The perception that aid is going only to Sandinista party members has led to an increasingly tense situation in the regional capital of Bilwi and in the depressed interior region known as the mining triangle.
The desperation exploded into violent protest last week when hundreds of mostly indigenous Miskitos stormed and occupied the Bilwi airport, ransacking the storage warehouses for food and supplies. Other groups of anti-Sandinista protestors clashed with members of the local government, headed by a Yatama faction that has allied with the Sandinista Front.
Another Miskito group, calling itself “Yatama No Sandinista,” is warning that the situation could get out of control if the government doesn’t change its policies soon.
Yatama No Sandinista is planning a march on Bilwi Nov. 11, according to group leader Osorno Coleman.
Coleman says there is lots of confusion and rumor over relief aid; the population hears reports on the radio that aid has arrived, but then it seems to disappear and the government officials don’t offer any explanation about what’s going on, he said.
“If the government continues this behavior, there could be more uprisings and it could start to get out of control,” Coleman said.
Victor Manuel Duarte, a Liberal lawmaker from the mining town of Siuna, said he is asking the National Assembly to form a special commission to investigate complaints that the Sandinistas are politicizing relief aid through the CPCs. Duarte claims that local party organizers are forcing people to join the CPCs in order to receive aid.
The lawmaker alleges that the Sandinistas are using the aid as bait to win votes in traditionally Liberal towns before the 2008 municipal elections. If the situation continues, Duarte said, he fears rearmed Contra groups could again appear in the mining triangle.
“But there is still sufficient time to calm the situation,” he added.
International Aid Continues
Despite apparent problems with the government’s distribution of aid, international relief from the World Food Program, the Red Cross, religious organizations and others seems to be getting to communities with fewer problems.
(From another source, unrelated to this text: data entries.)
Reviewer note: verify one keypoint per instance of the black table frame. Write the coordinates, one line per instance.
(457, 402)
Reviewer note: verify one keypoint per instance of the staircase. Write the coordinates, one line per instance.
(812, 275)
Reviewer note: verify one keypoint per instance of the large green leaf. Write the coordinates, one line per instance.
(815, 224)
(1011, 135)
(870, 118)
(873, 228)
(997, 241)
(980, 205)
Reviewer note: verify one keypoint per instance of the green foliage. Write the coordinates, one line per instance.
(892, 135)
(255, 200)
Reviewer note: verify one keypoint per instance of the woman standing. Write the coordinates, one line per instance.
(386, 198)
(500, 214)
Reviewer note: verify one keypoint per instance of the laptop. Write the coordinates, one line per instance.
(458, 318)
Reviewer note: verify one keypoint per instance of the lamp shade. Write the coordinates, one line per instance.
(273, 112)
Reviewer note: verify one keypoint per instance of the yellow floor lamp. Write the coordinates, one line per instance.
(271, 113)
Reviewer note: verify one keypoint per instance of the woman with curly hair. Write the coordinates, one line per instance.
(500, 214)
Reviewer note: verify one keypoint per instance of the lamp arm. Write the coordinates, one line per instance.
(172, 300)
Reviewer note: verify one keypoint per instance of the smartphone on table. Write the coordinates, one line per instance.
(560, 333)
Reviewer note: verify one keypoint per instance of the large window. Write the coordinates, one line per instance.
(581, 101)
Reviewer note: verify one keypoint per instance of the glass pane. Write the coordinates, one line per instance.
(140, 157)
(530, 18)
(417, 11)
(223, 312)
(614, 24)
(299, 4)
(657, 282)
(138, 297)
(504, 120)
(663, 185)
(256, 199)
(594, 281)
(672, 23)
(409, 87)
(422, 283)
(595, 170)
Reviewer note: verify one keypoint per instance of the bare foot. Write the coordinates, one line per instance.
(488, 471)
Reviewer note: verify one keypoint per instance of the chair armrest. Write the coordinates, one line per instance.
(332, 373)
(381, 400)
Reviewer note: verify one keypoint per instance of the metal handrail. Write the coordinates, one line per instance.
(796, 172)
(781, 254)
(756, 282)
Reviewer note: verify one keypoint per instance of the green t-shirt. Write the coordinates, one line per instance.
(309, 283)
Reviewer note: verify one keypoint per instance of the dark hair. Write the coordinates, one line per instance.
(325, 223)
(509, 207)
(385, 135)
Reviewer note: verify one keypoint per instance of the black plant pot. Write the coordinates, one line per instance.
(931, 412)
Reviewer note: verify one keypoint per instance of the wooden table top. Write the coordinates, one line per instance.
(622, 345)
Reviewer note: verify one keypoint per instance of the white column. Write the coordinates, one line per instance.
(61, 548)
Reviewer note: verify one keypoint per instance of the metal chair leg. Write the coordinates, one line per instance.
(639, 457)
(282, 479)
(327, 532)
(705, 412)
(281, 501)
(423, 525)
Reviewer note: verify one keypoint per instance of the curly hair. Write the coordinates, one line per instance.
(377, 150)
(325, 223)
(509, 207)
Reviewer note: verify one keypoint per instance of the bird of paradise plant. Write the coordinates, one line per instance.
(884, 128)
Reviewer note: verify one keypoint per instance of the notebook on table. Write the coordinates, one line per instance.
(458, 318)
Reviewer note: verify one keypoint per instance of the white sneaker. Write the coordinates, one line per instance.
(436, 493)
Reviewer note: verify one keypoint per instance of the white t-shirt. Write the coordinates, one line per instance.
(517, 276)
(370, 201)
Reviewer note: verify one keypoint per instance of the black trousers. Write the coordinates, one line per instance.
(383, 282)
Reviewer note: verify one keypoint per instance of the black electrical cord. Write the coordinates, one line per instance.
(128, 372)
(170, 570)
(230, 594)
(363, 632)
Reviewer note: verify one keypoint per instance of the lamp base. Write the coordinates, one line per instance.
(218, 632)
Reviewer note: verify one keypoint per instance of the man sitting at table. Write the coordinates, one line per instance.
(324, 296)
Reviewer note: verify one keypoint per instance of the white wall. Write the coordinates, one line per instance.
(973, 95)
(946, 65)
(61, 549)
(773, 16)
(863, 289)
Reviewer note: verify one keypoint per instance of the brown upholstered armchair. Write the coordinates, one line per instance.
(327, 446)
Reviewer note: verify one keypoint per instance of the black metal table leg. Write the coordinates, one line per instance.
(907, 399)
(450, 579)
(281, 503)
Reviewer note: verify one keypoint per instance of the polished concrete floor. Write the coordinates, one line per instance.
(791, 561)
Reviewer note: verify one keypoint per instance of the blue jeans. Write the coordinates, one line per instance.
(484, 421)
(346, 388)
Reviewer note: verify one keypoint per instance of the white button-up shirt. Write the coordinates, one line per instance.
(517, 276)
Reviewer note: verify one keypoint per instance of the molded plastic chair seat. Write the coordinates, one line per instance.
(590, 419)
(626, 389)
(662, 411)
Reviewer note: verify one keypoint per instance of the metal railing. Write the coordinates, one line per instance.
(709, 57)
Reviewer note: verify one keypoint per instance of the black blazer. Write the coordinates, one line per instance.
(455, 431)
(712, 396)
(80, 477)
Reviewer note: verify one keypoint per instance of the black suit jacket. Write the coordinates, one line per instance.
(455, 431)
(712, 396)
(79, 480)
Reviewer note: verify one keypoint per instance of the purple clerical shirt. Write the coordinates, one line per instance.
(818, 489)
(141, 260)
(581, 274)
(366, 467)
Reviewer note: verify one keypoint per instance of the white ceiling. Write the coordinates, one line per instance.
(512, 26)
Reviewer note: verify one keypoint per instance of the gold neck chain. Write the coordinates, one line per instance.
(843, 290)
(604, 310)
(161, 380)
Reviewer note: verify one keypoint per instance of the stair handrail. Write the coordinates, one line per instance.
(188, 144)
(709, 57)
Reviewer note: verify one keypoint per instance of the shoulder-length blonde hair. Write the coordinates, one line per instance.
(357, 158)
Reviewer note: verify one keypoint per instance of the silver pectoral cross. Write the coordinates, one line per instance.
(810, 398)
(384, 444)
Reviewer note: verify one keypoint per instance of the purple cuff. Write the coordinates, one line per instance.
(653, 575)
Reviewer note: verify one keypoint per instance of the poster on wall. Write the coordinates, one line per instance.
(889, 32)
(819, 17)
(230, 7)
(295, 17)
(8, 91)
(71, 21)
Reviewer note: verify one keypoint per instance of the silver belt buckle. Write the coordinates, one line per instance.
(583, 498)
William Hart, country representative of the World Food Program, says his group has been working closely with the Ministry of Agriculture and Forestry (MAGFOR) to personally deliver food supplies to 88,000 people who are considered to be “food insecure” in 65 rural communities along the Río Coco, which borders Honduras.
The World Food Program delivers the food directly to community leaders to be redistributed to the villages – a process he says that is going “fairly well.”
Hart notes that the World Food Program already has experience in these communities because of previous missions to distribute rations there for the school lunch program.
“We have a distribution system that has been going on for a while and it works and we are confident with it,”Hart told The Nica Times.
The problem, he said, is that the communities are so isolated and the need is so great, that there hasn’t been enough aid getting through quickly enough to satisfy the population.
A major chunk of the World Food Program’s humanitarian aid is coming from the United States, which last week donated an additional $2.9 million in food rations to meet the basic needs of 83,000 residents for the next month.
Since Hurricane Felix tore through Nicaragua as a Category 5 storm Sept. 5, the United States has provided $4.7 million in humanitarian-relief aid, $1.5 million in helicopter transportation to inaccessible communities, and $7 million in funding for new housing loans.
Venezuela has also come to Nicaragua’s aid, sending a ship that docked last week in Bilwi with 14,000 sheets of zinc and other relief aid to help rebuild.
France, too, joined the international community of donors this week by by donating more than $400,000 in hurricane-relief aid. U.S. Ambassador Paul Trivelli notes that the Millennium Challenge Account, which has $92 million earmarked for road repair and construction in northwestern departments of León and Chinandega, will help rebuild another region of the country that has recently been washed out by heavy rains.
Trivelli told The Nica Times that many of those highway contracts are being finalized now, and he expects “dirt to start moving by 2008.”